Oleh: Triat Adi Yuwono
Setiap manusia menginginkan kebahagiaan di dalam
hidupnya. Banyak orang melakukan berbagai cara dan usaha untuk mendapatkan
kebahagiaan ini. Tidak ada manusia yang ingin hidupnya tidak bahagia. Bahagia
berarti memiliki ketenangan batin. Untuk menjadikan dirinya tenang, maka
manusia membutuhkan sebuah ‘pegangan’, atau kita menyebutnya dengan ‘keyakinan’.
Kita bisa duduk tenang di atas kursi karena kita ‘yakin’
bahwa kursi yang kita duduki tidak akan patah ketika diduduki. Kita bisa berdiam di dalam rumah
dengan tenang karena kita yakin rumah yang kita tempati tidak akan roboh
menimpa kita. Kita bisa melewati jembatan dengan tenang karena kita yakin bahwa
jembatan itu tidak akan ambruk ketika kita lewat di atasnya. Begitulah, keyakinan
akan membuat diri kita menjadi tenang.
‘Keyakinan’ akan
sangat berpengaruh terhadap kehidupan
manusia, ia dapat mempengaruhi pikiran dan tindakan manusia. Manusia
akan berpikir dan bertindak sesuai dengan apa yang diyakininya, dia akan mementingkan dan rela berjuang (bahkan berkorban) untuk apa yang
menjadi keyakinannya tersebut. Karena setiap manusia membutuhkan ‘keyakinan’,
maka setiap manusia pasti mempunyai sesuatu yang diper-TUHAN-kan. TUHAN adalah
sesuatu yang dipentingkan oleh manusia, sehingga ia rela dikuasai
oleh sesuatu itu. Sesuatu yang diper-TUHAN-kan manusia itu
biasanya sesuatu yang menurut dia benar/ baik[1]. Meskipun
kadang bersifat sementara.
Tidak ada seorangpun yang tidak ber TUHAN (atheist).
Meskipun sebagian orang mengaku sebagai atheist, namun pada hakekatnya
dia tetap menjadikan ‘sesuatu’ sebagai TUHAN-nya baik itu yang abstrak (hawa
nafsu, akal, dan sebagainya) maupun benda nyata (materi, manusia, dan
sebagainya) .
Banyak dari manusia yang meyakini bahwa materi bisa
membuat hidupnya tenang dan bahagia. Ia menjadikan materi sebagai tujuan
hidupnya, segalanya diukur dengan materi, sehingga ia dikuasai oleh materi.

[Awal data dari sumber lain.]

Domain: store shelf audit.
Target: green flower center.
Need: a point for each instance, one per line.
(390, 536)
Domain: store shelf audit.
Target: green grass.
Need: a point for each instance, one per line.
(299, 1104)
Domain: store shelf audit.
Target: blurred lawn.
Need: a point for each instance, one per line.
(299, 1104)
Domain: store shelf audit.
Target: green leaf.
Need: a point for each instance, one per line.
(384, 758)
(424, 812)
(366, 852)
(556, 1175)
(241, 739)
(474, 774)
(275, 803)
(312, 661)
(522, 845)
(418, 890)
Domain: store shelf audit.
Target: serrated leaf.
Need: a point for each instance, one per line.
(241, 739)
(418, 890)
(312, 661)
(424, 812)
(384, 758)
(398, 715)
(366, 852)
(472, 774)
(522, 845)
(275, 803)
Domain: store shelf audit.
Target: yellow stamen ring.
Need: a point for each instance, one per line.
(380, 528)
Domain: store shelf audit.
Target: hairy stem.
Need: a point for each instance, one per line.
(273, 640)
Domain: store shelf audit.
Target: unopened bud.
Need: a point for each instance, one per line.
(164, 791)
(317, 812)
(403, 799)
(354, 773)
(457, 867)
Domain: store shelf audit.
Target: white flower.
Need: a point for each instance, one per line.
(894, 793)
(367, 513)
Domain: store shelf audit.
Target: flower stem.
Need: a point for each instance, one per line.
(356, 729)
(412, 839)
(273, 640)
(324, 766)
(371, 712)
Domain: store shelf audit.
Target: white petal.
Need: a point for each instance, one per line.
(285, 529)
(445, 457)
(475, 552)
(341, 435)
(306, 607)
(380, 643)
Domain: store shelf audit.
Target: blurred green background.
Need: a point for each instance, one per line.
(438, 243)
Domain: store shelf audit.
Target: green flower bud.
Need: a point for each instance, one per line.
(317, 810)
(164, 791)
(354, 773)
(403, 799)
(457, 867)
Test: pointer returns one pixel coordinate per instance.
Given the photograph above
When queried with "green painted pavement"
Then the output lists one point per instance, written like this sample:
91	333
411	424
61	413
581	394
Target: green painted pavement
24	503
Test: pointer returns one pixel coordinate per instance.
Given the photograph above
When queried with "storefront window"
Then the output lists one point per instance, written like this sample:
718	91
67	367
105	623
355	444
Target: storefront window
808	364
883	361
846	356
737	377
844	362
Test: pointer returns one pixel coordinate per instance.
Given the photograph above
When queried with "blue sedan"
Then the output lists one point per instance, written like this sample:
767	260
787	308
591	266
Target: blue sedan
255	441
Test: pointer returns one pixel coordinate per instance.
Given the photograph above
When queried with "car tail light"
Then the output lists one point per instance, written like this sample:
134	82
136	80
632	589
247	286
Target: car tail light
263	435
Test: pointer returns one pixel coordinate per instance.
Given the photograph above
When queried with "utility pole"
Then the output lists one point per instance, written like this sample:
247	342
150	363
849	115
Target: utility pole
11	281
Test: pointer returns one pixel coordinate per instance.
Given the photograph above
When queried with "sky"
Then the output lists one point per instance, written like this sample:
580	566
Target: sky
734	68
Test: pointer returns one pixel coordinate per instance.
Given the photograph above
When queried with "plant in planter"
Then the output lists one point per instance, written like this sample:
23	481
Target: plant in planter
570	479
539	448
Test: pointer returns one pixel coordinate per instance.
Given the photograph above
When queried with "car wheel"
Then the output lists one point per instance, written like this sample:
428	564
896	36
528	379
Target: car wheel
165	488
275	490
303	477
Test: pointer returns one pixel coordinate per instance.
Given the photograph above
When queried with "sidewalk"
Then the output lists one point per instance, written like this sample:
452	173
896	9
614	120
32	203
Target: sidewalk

Maka pada hakekatnya orang tersebut telah menjadikan materi sebagai TUHAN.
Banyak manusia yang mau menuruti apa saja keinginan orang
lain tanpa mempedulikan benar atau salah, rela menjilat asalkan orang tersebut
senang, memujanya secara berlebihan, dan sebagainya. Maka orang tersebut telah
menjadikan manusia lain sebagai TUHAN-nya.
Banyak dari manusia yang selalu menuruti hawa nafsunya.
Dia akan melakukan apa saja asalkan keinginan hawa nafsunya terpenuhi, dia
tidak peduli apakah orang lain dirugikan atau tidak, yang penting keinginannya
tercapai. Maka orang seperti ini telah menjadikan hawa nafsunya sebagai TUHAN.
Banyak dari manusia yang mengagungkan akalnya.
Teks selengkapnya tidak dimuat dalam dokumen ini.